Y Artur Mas entendió también, el 11 de septiembre de 2012, que la única posibilidad que tenía de perpetuarse en el poder era dejar atrás el “gobierno de los mejores” que prometió en 2010 para envolverse en la enseña nacional catalana y allí dentro esconder todo lo demás: recortes, corrupción, ineficiencia... A pesar de que la jugada no le salió como pretendía, su “astucia” le ha permitido enterrar la herencia de su padre político sin hundirse definitivamente en el fango. Pero para ello ha tenido que exacerbar el discurso de la negación. Todos los males de Cataluña deben imputarse al otro, en este caso a España. Ni asomo de autocrítica, ni el más mínimo esfuerzo por revisar lo que ha hecho la Generalitat durante estos años. Parece que, por arte de magia, con la secesión nos convertiremos en Suecia u Holanda, cuando la administración autonómica creada por el partido del presidente de la Generalitat es tan ineficiente y opaca como las demás. Lo que aglutina a Junts pel Sí, el único punto que les une y que pretenden que articule la ola nacionalista catalana, es no a España.

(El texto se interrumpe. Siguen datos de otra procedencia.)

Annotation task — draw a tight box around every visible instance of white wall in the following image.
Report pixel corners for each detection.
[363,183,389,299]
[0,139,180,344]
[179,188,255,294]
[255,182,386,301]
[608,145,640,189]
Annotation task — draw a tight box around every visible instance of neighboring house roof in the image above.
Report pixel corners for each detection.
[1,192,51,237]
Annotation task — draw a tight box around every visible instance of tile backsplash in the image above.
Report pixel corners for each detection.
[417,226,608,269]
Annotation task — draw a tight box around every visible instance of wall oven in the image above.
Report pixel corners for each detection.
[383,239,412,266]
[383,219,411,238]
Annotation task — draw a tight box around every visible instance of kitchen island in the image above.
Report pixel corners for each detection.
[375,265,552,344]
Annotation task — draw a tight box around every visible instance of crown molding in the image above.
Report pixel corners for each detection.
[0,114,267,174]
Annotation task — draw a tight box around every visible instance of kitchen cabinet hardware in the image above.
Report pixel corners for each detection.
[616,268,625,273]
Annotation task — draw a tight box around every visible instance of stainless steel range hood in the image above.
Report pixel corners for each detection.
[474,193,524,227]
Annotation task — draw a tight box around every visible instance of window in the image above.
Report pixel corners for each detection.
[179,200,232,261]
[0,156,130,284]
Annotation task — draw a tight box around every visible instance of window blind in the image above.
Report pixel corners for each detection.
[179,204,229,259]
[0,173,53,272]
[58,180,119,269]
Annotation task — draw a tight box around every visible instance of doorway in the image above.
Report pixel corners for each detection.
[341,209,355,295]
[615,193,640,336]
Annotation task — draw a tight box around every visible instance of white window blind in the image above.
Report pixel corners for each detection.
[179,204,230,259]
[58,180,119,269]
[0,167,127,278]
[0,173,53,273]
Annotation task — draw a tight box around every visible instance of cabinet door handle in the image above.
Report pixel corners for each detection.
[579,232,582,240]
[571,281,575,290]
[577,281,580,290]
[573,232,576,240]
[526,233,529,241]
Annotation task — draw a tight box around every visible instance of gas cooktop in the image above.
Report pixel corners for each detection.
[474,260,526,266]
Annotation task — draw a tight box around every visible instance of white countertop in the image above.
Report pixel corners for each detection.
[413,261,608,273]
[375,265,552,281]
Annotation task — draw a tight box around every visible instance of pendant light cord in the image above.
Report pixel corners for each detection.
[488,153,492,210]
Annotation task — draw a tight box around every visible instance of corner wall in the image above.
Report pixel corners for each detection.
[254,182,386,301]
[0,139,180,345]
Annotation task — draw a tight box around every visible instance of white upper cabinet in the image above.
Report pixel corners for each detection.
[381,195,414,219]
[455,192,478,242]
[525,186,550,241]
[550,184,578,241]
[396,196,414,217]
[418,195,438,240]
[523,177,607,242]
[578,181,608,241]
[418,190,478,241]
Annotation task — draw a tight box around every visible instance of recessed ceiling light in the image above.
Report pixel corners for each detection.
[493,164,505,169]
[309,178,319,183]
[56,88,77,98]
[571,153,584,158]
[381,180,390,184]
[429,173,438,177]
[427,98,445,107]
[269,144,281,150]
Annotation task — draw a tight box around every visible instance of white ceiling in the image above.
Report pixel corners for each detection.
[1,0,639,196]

Aunque no creo que fuera éste su móvil inicial, Rajoy y Mas comparten un objetivo y una estrategia comunes. El objetivo es el propio de todo político sin escrúpulos, mantenerse en el poder a toda costa. La estrategia, crispar la situación. Curiosamente son dos personajes fríos; nada dados a la demagogia fácil; racionales y reflexivos. Pero ambos dirigentes, acosados por escándalos de corrupción en sus respectivos partidos, han calibrado que la única posibilidad que tienen de conservar sus respectivas parcelas de poder es no entendiéndose.

El nacionalismo no triunfará en España ni en Cataluña, aunque sí es posible que nos debilite. Porque hoy en día, ni siquiera el nacionalismo francés fortalece y cohesiona a Francia, sino que la fragmenta y la convierte en campo de batalla. Mucho menos nuestro histriónico nacionalismo español o el catalán, alimentado sólo de agravios.

Sí fue ilusionante el proyecto de la transición y puede volver a serlo, un proyecto que recupere lo mejor de ese ser plural y creativo, apostando por un nuevo pacto constitucional, la regeneración de la política y la sociedad del conocimiento. No se trata de buscar chivos expiatorios sino de analizar con autocrítica lo que se ha hecho mal, que es mucho, y construir sobre bases sólidas, que las hay, un proyecto progresista de convivencia en común.

Miguel Trias Sagnier es catedrático en ESADE Business and Law School.